The uniqueness of cancer in patients means that the MRD tests currently being developed are personalised assays. This means that each test is also unique and is designed to detect the mutations in that single patients tumour. Several companies are developing MRD assays: Natera, ArcherDx, GenosityInivata; to do this they all use a similar workflow, which begins with generating DNA sequence data (usually Whole Exome Sequencing) from the patients tumour, to identify somatic variants (mutations only found in the tumour), and blood, to remove CHIP variants (mutations only found in the blood), that will ultimately make it into the test. Around 10-50 variants (usually truncal mutations i.e. found in most of the cancer cells) are taken forwards into the MRD assay development for primer/probe design. These primers/probes are used in either a PCR assay or a hybridisation-capture assay as the basis of the MRD test that is usually performed about four weeks after surgery.

An approach by C2i Genomics uses Whole Genome Sequencing of the tumour to identify somatic variants that are then detected in Shallow Whole Genome Sequencing of blood. This uses the same up-front analysis of the tumour but the MRD assay does not need to be personalised, which may make it easier to roll out in the clinic.

Ultimately the success of MRD tests will rely on three things.

  • Firstly, their sensitivity – the most sensitive assays should be able to detect ctDNA in all patients who need aggressive treatment as well as identify those patients who can be safely spared the additional rounds of surgery, chemo or radiotherapy.
  • Secondly, they should be fast and easy to use – this may require moving to non-personalised and/or tumour-agnostic assays but could be solved by building MRD factories that develop the specialist workflows to be as slick as possible.
  • Thirdly, they must be cost effective – this does not mean cheap, but it does mean the assay needs to save health care providers or insurers money over standard of care while improving patient outcomes.

Technological progress continues to push on all three fronts!

What’s next – epigenetic MRD?:

The opportunities for patients that come from MRD assays, enabling more aggressive therapy in some, or reducing the need for chemo/radio for others, means it is an area of rapid technological development right now. This is focused on the challenges one and two above, increasing sensitivity as well as building the MRD factories and/or developing non-personalised assays to make them easy and fast.

Although the technological progress is moving very quickly on creating personalised MRD tests the challenges of producing these bespoke assays are not being ignored. Many researchers are developing methods that are “patient agnostic” and can be run across any patient; some are also looking to develop “tumour agnostic” tests that could be run on any cancer in any patient – the ultimate goal.

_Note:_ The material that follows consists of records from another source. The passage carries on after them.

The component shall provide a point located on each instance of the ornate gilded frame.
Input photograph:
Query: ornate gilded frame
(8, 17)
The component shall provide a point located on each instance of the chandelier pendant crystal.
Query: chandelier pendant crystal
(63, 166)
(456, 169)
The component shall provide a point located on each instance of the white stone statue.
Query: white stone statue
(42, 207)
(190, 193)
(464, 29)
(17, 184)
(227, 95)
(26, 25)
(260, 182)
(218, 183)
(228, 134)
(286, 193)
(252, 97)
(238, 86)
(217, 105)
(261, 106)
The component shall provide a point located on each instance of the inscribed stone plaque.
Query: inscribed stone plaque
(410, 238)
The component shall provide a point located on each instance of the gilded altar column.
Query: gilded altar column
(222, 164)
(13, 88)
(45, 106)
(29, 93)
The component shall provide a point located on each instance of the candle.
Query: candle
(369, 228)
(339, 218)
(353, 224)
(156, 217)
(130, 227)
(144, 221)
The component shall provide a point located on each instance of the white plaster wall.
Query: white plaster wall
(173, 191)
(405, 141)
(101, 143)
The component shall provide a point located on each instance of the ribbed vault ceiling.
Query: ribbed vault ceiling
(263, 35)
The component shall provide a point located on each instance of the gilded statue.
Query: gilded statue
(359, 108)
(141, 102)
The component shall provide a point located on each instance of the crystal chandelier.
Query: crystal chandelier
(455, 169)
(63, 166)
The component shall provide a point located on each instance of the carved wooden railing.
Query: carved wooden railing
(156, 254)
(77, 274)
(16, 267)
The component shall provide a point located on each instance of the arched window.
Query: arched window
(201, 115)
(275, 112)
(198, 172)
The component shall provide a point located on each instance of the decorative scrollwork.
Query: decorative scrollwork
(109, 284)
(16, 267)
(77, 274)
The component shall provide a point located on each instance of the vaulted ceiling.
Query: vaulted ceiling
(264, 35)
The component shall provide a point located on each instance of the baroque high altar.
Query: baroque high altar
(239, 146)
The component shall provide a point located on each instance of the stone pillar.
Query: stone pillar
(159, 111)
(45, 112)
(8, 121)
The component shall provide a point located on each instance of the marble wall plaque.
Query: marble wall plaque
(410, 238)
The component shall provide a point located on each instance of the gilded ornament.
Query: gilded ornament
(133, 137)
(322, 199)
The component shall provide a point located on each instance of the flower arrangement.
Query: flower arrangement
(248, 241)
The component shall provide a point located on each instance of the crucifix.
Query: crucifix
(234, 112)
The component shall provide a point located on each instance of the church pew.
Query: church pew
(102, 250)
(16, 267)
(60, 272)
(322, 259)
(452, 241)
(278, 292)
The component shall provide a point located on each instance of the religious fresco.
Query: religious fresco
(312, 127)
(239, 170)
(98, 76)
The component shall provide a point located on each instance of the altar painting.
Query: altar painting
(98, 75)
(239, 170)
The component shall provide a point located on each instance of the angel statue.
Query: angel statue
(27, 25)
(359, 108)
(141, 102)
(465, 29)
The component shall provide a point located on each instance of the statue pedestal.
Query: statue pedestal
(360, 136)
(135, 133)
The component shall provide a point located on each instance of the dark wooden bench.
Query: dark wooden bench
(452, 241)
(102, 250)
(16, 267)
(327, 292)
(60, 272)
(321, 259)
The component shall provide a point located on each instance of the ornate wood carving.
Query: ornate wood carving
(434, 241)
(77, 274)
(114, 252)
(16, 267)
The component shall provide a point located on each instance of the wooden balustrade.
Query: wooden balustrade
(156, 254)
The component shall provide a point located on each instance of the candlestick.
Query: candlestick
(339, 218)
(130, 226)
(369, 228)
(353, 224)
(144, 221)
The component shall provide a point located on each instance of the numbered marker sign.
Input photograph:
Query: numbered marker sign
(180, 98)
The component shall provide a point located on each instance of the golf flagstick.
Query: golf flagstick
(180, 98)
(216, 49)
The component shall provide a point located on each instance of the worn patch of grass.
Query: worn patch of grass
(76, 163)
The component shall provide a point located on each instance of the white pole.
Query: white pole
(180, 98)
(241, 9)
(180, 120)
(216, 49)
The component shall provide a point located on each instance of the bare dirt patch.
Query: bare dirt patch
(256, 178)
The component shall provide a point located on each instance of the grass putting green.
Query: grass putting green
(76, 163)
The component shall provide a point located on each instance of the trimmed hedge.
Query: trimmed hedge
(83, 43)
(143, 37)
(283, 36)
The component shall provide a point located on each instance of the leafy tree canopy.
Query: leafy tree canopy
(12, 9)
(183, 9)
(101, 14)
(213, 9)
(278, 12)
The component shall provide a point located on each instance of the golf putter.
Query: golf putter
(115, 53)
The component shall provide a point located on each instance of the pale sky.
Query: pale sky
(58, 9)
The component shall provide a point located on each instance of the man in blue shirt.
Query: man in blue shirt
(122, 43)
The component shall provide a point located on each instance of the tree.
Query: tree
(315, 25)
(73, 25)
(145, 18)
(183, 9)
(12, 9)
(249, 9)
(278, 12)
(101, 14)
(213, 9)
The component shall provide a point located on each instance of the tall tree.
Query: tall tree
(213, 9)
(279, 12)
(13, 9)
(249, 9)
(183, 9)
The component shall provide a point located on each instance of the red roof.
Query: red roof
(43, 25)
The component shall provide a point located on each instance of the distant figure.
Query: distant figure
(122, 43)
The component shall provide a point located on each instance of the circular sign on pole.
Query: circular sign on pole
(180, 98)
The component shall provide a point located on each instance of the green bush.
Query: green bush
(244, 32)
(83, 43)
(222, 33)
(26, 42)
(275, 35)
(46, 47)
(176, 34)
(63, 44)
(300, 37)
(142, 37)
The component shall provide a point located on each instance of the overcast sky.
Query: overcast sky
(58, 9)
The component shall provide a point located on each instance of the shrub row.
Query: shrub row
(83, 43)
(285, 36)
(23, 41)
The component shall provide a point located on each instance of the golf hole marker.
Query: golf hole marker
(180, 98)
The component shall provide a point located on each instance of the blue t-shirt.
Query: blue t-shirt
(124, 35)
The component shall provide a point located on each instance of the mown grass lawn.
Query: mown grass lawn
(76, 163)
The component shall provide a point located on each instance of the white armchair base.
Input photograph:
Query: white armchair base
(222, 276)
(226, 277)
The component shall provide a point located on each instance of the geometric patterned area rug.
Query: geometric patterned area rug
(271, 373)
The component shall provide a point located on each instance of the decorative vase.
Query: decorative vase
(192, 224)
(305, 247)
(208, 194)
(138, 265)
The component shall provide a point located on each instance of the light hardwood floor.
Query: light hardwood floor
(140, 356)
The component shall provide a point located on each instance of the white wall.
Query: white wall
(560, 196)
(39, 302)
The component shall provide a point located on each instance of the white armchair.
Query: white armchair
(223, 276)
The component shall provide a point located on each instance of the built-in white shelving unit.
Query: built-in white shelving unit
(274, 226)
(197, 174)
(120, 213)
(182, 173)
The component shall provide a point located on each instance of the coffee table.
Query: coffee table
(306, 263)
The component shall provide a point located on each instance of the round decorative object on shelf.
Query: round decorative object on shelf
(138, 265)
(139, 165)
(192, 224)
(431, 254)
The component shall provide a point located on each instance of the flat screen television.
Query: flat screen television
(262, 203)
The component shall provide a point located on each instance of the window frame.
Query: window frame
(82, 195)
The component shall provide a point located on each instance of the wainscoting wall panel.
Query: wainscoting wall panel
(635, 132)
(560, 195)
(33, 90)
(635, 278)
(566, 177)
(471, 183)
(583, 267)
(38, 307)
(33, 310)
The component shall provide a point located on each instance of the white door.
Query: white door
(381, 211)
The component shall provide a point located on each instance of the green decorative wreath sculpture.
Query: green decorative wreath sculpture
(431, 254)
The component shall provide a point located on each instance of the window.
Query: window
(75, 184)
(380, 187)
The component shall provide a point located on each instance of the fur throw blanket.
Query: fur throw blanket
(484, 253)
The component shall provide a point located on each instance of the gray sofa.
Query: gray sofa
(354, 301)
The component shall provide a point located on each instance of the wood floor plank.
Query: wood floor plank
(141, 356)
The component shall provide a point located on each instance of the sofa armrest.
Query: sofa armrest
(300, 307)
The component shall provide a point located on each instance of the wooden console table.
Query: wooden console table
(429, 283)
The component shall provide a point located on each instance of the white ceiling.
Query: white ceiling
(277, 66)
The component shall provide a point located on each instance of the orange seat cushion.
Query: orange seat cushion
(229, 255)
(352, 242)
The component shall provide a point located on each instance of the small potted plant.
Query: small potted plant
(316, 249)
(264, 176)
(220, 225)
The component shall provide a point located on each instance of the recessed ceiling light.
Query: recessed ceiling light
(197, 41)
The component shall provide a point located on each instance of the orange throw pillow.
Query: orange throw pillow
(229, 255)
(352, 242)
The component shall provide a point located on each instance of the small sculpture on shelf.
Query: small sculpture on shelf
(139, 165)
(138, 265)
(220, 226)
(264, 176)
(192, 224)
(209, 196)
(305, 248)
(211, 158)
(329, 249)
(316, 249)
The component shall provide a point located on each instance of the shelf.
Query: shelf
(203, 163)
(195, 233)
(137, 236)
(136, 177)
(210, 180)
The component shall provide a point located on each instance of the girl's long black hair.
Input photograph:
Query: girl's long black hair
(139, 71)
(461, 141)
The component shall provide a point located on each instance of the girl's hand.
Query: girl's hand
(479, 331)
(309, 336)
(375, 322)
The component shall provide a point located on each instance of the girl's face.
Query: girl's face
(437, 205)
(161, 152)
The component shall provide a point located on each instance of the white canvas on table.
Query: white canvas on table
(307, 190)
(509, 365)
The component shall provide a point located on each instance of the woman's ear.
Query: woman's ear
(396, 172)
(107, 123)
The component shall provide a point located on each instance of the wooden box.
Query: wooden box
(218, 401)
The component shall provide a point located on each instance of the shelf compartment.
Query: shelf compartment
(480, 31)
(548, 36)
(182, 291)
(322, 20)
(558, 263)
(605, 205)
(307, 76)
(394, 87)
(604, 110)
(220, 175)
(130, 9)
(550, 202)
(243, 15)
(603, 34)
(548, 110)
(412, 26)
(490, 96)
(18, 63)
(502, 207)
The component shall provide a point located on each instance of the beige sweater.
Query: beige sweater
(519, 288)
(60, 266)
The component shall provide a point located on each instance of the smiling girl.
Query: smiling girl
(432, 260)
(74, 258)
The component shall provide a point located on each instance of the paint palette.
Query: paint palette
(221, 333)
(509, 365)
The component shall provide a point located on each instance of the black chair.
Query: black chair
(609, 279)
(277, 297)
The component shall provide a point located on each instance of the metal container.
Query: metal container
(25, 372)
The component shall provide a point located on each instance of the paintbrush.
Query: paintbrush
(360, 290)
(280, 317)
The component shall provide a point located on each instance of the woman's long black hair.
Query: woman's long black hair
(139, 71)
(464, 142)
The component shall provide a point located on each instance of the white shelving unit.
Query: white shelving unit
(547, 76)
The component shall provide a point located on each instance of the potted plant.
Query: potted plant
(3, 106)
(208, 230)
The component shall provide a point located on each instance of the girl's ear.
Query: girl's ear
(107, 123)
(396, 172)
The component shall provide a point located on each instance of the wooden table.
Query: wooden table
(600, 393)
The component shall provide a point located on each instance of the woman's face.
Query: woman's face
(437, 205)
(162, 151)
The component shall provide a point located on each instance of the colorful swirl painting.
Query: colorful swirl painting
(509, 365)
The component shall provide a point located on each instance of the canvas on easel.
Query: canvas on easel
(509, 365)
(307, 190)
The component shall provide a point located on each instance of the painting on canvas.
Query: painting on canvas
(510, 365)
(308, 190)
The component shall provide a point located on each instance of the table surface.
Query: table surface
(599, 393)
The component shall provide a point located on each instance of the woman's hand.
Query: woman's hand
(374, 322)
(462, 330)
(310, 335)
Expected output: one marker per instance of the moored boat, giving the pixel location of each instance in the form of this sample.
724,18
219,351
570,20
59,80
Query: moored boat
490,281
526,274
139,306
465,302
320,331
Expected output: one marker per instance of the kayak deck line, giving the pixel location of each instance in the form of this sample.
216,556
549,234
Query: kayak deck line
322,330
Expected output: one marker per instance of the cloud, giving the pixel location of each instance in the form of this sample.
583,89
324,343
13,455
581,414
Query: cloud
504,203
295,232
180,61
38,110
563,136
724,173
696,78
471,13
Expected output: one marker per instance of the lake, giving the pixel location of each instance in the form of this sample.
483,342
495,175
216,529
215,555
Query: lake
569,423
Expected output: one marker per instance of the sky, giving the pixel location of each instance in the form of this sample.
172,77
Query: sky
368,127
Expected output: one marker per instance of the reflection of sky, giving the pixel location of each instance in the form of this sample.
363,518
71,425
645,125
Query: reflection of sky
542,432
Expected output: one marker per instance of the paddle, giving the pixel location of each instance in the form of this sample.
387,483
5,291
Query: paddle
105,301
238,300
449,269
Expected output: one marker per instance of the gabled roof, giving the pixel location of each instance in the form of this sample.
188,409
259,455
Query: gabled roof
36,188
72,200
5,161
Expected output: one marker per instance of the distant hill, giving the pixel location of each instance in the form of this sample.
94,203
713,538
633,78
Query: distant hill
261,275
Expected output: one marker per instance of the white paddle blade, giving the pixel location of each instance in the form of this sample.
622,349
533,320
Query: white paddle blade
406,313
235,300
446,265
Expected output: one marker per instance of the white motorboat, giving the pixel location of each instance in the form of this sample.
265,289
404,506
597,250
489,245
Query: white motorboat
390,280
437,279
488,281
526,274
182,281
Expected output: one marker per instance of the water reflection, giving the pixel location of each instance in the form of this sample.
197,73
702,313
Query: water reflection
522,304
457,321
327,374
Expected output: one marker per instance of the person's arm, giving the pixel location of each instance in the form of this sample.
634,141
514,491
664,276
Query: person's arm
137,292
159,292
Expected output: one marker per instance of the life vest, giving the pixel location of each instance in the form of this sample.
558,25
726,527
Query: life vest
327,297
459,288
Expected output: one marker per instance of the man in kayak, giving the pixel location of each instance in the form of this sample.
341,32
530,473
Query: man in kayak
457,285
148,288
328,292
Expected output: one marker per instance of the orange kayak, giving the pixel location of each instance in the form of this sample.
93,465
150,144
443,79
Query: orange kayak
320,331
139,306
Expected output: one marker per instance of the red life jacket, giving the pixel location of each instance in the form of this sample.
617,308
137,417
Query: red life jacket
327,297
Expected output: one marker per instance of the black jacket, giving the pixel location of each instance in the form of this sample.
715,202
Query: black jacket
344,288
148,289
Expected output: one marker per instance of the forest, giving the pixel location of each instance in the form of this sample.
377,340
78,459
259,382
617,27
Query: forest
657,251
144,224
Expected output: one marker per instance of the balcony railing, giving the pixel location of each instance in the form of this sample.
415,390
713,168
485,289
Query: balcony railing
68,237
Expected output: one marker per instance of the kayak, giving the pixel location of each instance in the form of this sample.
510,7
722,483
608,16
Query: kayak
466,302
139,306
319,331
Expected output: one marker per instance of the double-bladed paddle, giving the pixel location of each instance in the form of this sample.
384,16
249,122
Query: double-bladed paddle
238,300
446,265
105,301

These agnostic methods use different epigenetic methods to detect cancer. These epigenetic assays detect changes in how the DNA of the tumour is marked chemically, or packaged in the nucleus, rather than focus on mutations in the tumour genome. These Epigenome “marks” more similar across different patients, and even across different cancers, and there are many more epigenetic changes than mutations in tumours, making them great candidates for new MRD tests. One company pushing hard on this frontier is GRAIL (recently acquired by Illumina) and slide 11 of their Transforming Cancer Detection presentation highlights what they are doing over the next few years with respect to MRD. GRAIL have developed a DNA methylation assay for cancer early detection, which relies on finding regions in the tumour genome that are methylated to detect the presence of cancer. Application of their technology, or something similar, to MRD might just lead to a single MRD test for any cancer.

The use of MRD in solid tumours is still in its infancy. But the impact on patients will likely be so positive that the research and biotech communities are investing heavily and are likely to make rapid progress. Roll on the next decade – the decade of MRD?